Approximately 50% of people from these kindreds are mutation carriers destined to develop dementia of the Alzheimer’s type, generally at an early age (~30 to 50 years). In the present http://www.selleckchem.com/products/Axitinib.html review, we define autosomal-dominant Alzheimer’s disease (ADAD) as dominantly inherited AD with pathological confirmation. Other terms, such as familial AD and early-onset AD, may encompass ADAD, but may also include AD from nondominant causes such as the apolipoprotein E4 allele or sporadic Alzheimer’s disease (SAD). Although ADAD represents fewer than 1% of all AD cases, it is a critically important area of study because the pathological features of the disease are similar to the more common sporadic form, because causative mutations have known biochemical consequences that are believed to underlie the much more prevalent sporadic form of the disease, and because it is possible to identify and study presymptomatic individuals decades before they are destined to develop clinical disease.

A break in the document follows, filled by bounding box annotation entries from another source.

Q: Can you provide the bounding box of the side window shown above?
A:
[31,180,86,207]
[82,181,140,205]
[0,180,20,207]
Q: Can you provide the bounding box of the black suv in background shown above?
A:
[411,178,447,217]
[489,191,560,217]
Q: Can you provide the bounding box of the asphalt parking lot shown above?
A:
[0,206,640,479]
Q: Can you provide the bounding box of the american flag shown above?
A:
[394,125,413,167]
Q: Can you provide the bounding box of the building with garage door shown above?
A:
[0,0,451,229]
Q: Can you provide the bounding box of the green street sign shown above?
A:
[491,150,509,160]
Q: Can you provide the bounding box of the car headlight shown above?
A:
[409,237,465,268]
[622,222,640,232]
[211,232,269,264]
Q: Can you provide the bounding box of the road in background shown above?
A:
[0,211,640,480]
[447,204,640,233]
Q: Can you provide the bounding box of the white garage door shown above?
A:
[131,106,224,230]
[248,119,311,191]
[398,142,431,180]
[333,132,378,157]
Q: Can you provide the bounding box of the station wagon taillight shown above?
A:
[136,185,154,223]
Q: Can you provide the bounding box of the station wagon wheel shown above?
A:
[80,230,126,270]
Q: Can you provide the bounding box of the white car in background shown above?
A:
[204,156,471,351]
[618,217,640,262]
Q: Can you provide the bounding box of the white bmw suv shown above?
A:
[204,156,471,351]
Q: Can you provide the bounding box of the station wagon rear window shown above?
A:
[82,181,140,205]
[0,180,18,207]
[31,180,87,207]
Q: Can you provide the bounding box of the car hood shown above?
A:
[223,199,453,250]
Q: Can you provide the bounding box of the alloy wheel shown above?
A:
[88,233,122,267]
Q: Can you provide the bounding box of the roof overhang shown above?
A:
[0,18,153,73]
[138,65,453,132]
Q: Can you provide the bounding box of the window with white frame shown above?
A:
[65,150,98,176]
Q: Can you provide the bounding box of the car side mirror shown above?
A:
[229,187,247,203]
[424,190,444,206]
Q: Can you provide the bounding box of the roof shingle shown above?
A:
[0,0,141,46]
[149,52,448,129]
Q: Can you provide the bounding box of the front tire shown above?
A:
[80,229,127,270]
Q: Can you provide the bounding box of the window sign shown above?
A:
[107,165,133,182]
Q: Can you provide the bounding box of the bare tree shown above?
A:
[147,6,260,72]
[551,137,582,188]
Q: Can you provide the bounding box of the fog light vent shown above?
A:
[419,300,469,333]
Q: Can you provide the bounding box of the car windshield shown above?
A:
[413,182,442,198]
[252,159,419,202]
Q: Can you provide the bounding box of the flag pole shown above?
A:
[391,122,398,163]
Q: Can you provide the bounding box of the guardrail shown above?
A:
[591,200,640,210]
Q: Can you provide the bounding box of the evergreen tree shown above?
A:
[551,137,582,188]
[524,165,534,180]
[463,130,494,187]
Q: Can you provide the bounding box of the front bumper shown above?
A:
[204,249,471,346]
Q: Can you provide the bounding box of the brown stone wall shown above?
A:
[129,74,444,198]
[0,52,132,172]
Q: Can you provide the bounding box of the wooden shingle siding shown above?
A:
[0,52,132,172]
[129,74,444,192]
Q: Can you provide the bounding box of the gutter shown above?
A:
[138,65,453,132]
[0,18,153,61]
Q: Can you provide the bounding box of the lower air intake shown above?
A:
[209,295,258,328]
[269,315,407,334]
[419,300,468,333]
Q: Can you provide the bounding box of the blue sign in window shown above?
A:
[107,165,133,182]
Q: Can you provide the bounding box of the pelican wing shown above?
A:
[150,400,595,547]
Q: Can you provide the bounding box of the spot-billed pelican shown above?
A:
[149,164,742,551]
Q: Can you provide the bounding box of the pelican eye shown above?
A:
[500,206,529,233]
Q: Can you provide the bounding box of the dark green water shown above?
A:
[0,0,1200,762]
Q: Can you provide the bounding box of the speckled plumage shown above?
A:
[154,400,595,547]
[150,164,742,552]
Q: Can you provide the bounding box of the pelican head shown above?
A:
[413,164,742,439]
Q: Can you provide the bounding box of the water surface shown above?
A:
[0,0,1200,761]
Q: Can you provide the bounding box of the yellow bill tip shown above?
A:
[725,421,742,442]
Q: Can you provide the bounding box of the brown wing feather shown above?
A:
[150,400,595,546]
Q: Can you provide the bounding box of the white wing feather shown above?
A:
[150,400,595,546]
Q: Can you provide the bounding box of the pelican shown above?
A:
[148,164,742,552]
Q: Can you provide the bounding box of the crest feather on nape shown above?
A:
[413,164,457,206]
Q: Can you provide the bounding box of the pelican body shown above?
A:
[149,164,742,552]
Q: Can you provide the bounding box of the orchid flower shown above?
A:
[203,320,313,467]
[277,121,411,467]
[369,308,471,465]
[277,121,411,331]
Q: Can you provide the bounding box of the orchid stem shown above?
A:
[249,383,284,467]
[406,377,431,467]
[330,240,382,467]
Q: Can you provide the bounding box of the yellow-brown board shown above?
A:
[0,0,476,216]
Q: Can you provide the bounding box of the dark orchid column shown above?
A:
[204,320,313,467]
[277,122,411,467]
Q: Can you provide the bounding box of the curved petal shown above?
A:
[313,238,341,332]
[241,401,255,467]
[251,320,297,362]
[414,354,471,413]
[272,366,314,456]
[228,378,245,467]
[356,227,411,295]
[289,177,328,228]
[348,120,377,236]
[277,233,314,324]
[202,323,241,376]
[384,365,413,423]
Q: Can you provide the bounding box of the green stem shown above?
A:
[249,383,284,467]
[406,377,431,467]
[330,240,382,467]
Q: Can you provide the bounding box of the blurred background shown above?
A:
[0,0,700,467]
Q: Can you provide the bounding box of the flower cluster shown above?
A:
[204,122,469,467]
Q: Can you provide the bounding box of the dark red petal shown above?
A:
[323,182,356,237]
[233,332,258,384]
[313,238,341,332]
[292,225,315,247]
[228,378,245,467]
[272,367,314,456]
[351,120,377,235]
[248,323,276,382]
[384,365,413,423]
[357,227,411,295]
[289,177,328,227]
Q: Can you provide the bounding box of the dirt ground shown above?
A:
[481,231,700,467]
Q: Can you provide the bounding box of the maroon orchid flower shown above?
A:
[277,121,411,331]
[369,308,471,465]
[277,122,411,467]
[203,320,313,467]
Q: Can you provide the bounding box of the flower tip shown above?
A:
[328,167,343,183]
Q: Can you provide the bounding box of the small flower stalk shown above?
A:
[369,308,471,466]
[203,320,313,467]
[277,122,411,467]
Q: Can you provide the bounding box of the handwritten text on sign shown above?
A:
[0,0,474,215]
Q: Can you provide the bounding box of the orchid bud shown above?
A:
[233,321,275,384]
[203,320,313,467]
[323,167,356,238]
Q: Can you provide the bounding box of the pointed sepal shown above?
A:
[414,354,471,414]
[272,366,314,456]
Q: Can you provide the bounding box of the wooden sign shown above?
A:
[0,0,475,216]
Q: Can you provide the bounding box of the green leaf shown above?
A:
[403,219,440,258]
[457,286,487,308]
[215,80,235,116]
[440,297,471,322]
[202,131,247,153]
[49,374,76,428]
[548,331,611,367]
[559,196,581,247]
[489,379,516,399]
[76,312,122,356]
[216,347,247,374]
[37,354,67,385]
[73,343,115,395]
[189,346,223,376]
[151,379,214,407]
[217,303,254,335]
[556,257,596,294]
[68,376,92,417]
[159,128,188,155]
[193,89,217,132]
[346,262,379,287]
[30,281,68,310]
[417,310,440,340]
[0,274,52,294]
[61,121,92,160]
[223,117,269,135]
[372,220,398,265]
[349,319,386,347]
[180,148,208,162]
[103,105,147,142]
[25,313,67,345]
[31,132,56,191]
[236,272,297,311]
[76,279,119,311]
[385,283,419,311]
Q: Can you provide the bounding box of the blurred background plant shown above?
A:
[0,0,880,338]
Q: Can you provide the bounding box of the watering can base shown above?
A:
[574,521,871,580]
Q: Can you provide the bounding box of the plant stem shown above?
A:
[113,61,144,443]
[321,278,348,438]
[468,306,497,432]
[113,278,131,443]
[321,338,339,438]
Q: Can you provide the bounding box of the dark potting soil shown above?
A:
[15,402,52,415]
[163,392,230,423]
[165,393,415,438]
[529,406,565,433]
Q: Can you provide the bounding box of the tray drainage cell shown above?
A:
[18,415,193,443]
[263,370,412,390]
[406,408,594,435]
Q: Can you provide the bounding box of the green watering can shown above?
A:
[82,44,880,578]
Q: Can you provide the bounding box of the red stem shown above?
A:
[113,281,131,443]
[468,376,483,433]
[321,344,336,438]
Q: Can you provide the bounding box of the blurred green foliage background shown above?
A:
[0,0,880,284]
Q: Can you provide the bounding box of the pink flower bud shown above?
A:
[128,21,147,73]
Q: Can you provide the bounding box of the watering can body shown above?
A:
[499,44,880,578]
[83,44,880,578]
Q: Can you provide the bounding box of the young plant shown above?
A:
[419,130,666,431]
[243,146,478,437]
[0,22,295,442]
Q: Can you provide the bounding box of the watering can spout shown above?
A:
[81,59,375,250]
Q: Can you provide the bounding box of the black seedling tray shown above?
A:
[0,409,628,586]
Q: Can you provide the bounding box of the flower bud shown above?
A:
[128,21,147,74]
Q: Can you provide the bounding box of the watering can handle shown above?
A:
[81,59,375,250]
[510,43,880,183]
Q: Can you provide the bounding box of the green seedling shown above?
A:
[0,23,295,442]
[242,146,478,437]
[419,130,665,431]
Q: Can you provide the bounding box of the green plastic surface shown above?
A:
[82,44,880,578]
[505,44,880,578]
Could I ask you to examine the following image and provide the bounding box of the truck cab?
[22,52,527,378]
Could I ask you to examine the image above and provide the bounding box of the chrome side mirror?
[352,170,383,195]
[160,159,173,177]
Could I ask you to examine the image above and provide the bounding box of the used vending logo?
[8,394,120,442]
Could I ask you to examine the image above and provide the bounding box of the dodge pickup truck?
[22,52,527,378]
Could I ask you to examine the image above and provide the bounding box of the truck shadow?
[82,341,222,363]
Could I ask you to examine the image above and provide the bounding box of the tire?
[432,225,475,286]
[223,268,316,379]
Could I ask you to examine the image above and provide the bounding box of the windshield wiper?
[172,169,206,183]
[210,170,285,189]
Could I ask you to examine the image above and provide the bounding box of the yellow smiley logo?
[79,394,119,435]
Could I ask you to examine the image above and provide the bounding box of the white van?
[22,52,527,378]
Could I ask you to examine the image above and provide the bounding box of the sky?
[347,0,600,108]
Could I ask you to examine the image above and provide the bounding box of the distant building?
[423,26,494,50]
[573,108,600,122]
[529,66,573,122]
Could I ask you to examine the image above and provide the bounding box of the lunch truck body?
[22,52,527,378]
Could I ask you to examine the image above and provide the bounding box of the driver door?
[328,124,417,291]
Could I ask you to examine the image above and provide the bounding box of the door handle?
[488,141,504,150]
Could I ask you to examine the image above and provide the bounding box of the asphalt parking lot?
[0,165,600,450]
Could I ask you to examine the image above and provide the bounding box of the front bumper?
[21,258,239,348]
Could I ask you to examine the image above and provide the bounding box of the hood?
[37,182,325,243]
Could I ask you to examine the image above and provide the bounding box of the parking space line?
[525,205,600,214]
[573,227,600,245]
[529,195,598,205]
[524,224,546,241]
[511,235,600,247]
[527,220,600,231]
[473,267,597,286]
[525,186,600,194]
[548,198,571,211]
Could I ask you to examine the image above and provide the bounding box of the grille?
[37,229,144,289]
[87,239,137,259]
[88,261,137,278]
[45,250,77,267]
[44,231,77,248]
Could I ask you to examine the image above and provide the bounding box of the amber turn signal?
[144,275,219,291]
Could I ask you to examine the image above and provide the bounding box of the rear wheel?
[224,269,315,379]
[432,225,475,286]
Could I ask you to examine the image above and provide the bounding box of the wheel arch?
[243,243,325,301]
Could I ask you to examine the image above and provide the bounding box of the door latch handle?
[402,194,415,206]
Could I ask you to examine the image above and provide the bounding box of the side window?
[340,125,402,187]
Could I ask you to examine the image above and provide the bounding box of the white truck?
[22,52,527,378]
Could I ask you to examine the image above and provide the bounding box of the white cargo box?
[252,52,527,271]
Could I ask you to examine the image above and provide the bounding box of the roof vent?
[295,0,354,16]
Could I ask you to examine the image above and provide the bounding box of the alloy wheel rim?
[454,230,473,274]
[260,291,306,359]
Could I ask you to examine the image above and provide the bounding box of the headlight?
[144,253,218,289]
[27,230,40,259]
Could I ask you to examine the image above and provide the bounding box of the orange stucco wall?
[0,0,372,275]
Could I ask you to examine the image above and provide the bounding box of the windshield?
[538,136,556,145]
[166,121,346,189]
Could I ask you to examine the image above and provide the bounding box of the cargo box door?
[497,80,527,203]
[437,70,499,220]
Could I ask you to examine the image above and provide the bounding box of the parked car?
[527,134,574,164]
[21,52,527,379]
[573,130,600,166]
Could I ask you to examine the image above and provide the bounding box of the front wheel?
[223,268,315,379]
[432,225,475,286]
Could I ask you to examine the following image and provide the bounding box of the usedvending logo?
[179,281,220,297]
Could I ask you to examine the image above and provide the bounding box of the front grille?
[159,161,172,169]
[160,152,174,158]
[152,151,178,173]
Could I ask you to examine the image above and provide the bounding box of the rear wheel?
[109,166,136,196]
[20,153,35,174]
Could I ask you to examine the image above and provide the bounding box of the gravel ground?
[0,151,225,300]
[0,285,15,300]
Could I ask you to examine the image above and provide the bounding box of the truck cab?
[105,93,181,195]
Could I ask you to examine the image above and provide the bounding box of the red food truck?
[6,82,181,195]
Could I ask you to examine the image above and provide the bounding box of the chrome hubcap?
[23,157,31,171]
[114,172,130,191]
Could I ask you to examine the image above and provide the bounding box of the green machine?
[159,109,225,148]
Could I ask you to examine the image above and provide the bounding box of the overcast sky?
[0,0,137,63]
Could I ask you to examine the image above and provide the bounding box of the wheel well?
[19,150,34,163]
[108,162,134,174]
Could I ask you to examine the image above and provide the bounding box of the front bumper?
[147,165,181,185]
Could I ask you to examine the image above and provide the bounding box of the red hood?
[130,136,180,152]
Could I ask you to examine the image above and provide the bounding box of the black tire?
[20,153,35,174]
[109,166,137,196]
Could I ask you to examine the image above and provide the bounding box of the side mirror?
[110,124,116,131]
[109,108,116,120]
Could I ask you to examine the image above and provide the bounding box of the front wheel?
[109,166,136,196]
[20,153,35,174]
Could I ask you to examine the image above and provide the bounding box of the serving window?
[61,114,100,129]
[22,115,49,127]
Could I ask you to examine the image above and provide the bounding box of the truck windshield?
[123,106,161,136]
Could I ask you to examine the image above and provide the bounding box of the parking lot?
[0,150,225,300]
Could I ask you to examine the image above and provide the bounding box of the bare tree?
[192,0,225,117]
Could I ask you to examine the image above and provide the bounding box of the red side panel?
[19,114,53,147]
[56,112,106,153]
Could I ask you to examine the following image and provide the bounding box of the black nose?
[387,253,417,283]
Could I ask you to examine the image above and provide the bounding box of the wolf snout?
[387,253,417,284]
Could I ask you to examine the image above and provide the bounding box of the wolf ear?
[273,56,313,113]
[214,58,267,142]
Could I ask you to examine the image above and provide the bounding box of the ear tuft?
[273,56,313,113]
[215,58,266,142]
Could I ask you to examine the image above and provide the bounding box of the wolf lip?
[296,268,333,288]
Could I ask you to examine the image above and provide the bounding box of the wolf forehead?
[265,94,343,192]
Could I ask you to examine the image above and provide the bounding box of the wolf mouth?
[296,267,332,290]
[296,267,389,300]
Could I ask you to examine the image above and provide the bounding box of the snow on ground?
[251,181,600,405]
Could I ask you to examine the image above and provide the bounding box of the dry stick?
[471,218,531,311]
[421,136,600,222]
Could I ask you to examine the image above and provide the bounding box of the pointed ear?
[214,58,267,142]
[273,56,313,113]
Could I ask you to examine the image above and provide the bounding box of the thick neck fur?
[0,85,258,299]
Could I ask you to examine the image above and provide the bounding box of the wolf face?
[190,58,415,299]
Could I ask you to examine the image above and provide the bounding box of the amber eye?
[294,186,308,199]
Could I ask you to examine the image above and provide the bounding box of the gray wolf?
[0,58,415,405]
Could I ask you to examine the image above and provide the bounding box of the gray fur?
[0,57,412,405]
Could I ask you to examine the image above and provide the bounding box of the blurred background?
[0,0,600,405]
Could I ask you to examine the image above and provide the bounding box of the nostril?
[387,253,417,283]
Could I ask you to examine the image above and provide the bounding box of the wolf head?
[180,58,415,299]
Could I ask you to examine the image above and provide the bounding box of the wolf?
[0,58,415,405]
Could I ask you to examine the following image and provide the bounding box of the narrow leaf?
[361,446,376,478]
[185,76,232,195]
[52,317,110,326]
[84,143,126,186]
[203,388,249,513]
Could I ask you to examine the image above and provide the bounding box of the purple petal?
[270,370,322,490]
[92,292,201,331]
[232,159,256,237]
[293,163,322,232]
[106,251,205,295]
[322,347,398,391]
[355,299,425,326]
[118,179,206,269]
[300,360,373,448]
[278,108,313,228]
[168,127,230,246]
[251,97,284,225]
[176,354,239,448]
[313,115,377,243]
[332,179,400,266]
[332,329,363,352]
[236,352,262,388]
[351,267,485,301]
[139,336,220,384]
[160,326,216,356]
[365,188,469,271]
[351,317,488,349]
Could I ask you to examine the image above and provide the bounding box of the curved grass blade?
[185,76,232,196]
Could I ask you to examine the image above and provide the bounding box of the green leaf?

The opportunity to determine the sequence of biomarker changes in presymptomatic gene carriers who are destined to develop AD is likely to reveal critical information about the pathobiological cascade that culminates in symptomatic disease. The realization that AD is a major and growing public health problem with aging populations has added urgency to the search for improved therapeutics. Many proposed treatments for AD currently target slowing or halting of the underlying disease (that is, putative disease-modifying interventions), but they are not likely to reverse the extensive neuronal death already present at the onset of symptoms.
For individuals and families at risk for ADAD, such interventions have the potential to delay or even prevent dementia in asymptomatic individuals, in addition to slowing progression in those with symptoms. These at-risk individuals offer a potential proof of concept for presymptomatic disease modification, with implications for AD more generally. ADAD families have provided important insights into the pathogenesis of AD in the past several decades. Discovery of human genetic mutations has facilitated the development of the transgenic animal models used in AD research today. Knowledge of the molecular mechanisms of the identified mutations has catalyzed Carfilzomib identification of the causative pathogenic events in AD in humans.
Indeed, this avenue of research has provided the most compelling case for a unifying theory of AD. In addition to contributing to exactly advances in the basic scientific understanding of AD, ADAD families represent an ideal population for preventative and treatment trials for several reasons. First, there is near certainty (~100%) regarding development of the disease with a known mutation that enables prevention studies and increases the power of treating minimally or presymptomatic patients.